Within the space of a few songs, she nails what it's like to be indecisive, self-punishing, forgiving, sarcastic, nihilistic and even triumphant in rejection.

One suite within Tuesday's performance grouped the songs Paper Bag, Get Gone and Love Ridden.

Paper Bag unfolded as a silky jazz masterpiece, Apple on piano and daydreaming of a boy until "the dove of hope began its downward slope."

The hell-bent Get Gone swirls together virtually every doubtful emotion in a relationship, and Love Ridden relates the unhappy conclusion of such pursuits: "Only kisses from now on, and in a little while we'll only have to wave."

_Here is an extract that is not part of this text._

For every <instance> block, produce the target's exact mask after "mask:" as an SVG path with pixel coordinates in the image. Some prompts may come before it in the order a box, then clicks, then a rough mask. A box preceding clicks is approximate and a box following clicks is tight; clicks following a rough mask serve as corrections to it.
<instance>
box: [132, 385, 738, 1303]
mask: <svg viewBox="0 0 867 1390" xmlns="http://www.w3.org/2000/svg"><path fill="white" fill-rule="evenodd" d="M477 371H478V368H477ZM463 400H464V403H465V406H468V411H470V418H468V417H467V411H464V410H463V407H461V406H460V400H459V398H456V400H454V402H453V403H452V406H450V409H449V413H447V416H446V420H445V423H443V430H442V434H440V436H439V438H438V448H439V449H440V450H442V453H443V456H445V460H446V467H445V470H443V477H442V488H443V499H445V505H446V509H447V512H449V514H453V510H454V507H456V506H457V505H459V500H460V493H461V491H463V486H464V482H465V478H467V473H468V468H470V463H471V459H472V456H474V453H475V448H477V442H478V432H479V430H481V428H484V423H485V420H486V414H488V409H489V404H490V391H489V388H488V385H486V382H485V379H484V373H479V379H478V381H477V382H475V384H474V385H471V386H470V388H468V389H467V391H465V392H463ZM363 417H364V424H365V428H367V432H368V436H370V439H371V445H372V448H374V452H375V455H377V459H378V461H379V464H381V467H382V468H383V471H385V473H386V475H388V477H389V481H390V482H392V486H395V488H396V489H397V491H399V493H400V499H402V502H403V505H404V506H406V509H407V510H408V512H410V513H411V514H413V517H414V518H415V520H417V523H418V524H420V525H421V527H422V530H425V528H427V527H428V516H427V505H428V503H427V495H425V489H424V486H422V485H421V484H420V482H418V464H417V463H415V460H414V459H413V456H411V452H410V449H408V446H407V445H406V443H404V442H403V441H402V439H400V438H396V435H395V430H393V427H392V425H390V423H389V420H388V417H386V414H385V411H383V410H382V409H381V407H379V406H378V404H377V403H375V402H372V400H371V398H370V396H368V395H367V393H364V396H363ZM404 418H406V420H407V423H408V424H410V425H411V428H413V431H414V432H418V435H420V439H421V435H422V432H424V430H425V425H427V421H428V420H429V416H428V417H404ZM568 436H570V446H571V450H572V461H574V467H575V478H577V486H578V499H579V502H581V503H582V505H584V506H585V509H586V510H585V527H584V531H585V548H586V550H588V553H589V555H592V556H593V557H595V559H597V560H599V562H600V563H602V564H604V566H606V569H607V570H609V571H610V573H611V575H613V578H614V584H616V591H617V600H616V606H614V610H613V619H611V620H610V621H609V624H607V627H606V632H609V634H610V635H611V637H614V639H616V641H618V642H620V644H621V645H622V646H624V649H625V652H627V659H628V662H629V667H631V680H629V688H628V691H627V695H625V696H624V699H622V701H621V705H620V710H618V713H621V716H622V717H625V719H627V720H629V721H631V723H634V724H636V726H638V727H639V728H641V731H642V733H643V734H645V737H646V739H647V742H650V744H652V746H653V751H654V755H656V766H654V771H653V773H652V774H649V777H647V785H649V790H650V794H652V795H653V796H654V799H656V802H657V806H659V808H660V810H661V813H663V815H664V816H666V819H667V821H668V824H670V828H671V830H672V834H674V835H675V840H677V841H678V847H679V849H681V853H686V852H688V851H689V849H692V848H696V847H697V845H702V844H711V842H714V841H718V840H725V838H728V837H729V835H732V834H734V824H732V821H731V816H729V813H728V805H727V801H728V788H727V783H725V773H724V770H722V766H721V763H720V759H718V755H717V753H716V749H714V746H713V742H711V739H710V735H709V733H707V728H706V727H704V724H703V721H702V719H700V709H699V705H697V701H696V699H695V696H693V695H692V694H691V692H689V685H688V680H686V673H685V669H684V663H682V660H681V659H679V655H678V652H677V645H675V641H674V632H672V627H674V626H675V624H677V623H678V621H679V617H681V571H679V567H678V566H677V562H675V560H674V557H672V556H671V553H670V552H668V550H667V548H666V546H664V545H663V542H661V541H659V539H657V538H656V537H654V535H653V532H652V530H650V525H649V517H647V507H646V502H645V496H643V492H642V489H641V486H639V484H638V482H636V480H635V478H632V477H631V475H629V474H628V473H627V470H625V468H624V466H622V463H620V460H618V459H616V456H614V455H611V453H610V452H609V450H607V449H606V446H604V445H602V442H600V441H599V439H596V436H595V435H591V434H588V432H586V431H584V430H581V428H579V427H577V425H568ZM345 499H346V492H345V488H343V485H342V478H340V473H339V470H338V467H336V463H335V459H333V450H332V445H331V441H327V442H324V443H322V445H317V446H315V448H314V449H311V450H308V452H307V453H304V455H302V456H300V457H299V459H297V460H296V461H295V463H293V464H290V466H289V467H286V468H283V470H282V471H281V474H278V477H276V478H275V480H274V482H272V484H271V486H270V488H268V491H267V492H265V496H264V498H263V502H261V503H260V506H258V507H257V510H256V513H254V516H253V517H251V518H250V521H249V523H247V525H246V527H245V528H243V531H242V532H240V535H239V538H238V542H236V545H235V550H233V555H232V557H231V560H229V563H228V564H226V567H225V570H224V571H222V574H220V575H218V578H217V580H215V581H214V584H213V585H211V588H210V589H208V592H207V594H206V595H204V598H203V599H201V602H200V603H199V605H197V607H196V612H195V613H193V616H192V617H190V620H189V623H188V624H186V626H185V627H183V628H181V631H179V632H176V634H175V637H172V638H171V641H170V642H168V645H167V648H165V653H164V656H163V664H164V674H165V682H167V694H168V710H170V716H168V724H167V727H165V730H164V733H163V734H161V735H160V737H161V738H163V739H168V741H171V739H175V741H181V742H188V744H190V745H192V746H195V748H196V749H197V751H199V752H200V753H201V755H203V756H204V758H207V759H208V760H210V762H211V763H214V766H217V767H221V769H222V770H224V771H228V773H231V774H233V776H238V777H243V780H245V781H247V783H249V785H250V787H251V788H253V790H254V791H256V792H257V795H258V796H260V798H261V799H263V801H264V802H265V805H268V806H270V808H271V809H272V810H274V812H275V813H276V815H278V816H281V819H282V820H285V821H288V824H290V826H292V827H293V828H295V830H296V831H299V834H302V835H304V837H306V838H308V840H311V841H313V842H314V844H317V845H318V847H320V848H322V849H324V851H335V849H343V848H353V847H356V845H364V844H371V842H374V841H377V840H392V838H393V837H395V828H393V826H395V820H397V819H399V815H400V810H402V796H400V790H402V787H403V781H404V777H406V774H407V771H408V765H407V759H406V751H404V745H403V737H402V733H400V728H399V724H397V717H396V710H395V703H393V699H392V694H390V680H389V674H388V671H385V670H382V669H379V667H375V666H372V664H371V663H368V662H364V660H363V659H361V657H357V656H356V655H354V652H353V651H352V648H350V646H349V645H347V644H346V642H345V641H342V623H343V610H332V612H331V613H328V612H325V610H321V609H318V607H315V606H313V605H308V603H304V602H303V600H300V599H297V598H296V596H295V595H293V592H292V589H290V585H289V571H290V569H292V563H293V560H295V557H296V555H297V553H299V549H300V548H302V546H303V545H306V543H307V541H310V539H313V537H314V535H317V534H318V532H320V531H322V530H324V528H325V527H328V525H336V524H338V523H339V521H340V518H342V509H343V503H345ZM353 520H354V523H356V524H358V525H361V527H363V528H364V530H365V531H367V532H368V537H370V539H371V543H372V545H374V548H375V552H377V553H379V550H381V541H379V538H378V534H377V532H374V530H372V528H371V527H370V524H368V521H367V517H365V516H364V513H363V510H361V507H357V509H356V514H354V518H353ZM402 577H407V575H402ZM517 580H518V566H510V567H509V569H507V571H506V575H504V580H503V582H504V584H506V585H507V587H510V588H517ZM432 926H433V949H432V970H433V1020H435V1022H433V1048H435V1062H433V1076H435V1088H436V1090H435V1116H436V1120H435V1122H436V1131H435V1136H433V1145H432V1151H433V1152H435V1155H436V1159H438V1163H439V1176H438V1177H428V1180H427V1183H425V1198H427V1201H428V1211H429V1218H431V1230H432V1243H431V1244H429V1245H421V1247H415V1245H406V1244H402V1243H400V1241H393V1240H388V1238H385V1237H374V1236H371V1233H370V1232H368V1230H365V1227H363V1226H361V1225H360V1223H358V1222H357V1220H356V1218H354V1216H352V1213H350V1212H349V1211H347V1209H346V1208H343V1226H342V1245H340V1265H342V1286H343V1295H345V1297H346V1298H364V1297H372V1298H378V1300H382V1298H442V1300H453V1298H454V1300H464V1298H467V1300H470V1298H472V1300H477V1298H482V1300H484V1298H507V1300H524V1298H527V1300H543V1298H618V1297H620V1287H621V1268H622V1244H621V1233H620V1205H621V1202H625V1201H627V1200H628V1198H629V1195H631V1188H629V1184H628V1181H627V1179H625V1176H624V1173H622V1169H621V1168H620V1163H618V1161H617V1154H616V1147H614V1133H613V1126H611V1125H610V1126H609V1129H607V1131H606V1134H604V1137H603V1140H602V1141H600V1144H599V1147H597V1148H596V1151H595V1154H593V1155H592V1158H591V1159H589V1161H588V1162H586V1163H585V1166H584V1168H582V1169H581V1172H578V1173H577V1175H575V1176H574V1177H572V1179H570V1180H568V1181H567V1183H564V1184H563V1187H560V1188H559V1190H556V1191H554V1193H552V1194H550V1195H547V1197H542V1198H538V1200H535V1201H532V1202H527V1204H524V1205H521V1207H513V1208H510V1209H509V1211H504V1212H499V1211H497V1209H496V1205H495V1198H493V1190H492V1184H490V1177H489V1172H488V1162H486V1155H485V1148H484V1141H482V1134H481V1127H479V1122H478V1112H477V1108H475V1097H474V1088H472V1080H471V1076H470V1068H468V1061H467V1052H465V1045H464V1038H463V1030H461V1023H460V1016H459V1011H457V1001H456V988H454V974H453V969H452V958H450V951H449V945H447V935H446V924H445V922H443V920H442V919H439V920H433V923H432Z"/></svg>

It's something special to catch a musician performing brilliant material from a current release during the early stages of a national tour.

Frankly, it doesn't happen enough in Indianapolis, and until Tuesday, I hadn't experienced it since a 1997 Radiohead date in a different city.

Apple is now more than a week removed from a well-publicized meltdown during a performance in New York City.

She had isolated moments of frowns and less-than-happy fidgeting at the Murat, but Fiona also smiled, hooted in response to silly crowd noise and danced her spasmodic dance.

Dressed in a black drawstring skirt over pants paired with a pink tank top, she stood most at ease during a two-song encore of cover material.

Apple paid tribute to Indiana native Cole Porter by singing Just One of Those Things to a vintage recorded track and wrapped her evening by jamming with her five-member band on Bill Withers' Kissing My Love.

Remember that the soulful-voiced, highly imaginative Apple is younger (and always will be) than some of those multiplatinum Backstreet Boys coming to town later this week.

She deserves to feel good about where she stands and to worry less about potential landings.